Commander John D Harris carved the Tobago Golf Club, as it was originally called, out of an old coconut plantation in 1968. The following year, the club hosted Shell's Wonderful World of Golf.
Subsequently re-branded as the Mount Irvine Bay Golf Club the course is regarded as one of the best tracks in the Caribbean.
With spectacular sea views of Buccoo Reef from every hole, the course is laid out on a 127-acre site that rises inland on natural terraces from the sea, featuring many fairways that are framed by bamboo and palm trees.

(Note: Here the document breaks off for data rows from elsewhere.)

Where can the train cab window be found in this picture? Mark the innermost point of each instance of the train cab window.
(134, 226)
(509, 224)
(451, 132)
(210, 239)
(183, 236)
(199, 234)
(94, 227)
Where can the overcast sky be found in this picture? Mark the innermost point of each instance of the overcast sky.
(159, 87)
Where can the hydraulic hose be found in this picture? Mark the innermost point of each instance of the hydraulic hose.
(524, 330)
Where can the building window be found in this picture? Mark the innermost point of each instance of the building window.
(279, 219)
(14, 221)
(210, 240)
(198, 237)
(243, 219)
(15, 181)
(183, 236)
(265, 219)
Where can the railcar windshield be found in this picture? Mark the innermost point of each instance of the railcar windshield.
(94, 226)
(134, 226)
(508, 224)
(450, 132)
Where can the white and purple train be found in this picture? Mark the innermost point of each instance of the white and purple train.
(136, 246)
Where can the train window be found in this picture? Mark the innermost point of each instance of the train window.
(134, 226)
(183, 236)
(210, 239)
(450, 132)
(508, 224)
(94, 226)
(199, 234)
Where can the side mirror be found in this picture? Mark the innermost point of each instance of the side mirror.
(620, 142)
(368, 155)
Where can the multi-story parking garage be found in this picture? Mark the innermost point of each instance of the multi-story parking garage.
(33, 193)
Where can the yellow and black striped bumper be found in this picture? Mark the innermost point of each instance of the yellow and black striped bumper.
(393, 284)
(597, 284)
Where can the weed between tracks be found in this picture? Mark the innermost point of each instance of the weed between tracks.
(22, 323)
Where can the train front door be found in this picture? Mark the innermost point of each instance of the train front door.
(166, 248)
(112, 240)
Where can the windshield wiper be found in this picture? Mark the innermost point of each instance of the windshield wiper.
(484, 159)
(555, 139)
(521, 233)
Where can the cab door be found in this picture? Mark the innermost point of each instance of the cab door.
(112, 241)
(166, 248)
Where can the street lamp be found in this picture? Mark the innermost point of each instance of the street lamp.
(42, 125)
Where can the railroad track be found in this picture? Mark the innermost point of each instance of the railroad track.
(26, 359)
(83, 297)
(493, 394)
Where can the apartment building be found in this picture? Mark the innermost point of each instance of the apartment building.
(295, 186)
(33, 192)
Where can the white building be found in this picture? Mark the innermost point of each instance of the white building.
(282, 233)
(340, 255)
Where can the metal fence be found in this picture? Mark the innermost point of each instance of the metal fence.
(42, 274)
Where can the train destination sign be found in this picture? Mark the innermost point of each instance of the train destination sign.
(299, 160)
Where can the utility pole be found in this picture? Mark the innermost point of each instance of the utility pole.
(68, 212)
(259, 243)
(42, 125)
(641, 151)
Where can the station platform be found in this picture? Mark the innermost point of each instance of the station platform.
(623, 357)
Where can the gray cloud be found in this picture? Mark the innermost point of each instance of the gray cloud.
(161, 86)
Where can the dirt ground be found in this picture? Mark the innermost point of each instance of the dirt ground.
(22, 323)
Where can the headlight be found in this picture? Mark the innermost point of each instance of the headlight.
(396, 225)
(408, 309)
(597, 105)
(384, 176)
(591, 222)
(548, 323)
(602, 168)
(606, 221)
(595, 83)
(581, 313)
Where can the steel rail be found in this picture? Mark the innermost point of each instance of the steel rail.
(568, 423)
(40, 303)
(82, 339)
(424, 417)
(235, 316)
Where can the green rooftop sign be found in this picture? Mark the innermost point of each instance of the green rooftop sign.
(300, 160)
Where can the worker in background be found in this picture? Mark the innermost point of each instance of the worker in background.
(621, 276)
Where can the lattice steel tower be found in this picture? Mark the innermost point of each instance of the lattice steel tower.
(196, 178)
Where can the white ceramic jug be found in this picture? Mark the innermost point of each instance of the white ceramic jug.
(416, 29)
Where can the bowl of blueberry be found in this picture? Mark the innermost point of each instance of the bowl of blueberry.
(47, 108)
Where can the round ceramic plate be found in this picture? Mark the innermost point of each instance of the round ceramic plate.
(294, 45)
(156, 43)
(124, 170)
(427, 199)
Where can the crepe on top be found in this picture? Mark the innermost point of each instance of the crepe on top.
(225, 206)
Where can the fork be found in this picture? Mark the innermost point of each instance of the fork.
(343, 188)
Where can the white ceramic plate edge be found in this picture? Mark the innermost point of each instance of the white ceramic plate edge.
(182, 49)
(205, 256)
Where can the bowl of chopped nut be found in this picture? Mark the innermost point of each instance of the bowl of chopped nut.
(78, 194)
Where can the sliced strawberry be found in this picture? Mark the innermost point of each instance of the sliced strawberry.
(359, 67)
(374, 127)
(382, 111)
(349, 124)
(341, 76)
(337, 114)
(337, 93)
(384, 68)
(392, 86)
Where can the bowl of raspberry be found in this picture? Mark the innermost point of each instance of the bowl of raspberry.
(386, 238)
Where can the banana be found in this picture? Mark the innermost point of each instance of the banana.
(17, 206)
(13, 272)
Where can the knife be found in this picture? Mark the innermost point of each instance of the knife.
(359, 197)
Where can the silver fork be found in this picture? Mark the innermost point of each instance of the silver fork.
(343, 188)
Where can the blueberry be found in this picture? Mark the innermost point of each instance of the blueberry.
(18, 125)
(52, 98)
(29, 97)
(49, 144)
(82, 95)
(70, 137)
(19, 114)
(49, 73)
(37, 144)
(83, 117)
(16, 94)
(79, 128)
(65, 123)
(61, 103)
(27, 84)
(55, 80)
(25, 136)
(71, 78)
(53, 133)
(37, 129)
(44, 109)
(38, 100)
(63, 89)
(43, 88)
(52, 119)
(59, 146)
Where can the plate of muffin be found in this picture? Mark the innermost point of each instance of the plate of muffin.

An 18-hole, par 72 course measuring a shade under 6,800 yards, Mount Irvine is laid out in two returning loops of nine with five par fives (ranging from 465 to 535 yards) and five par threes (only two of which are less than 200 yards).
With more than half of the fairways kinking left or right, the architect certainly liked to incorporate doglegged holes into his design – none more so that at the 472-yard, par four, 9th where the elevated tee allows golfers to see all the water, sand and arboreal hazards on their way to the green.
I have to agree with Mark here. I played this course back in the early 1980s and it was not well cared for. Debris from the trees littered the fairways and the grass was poorly cut. The greens were slow and seemed overgrown. The high point as I recall were the spectacular views overlooking the ocean and the reefs.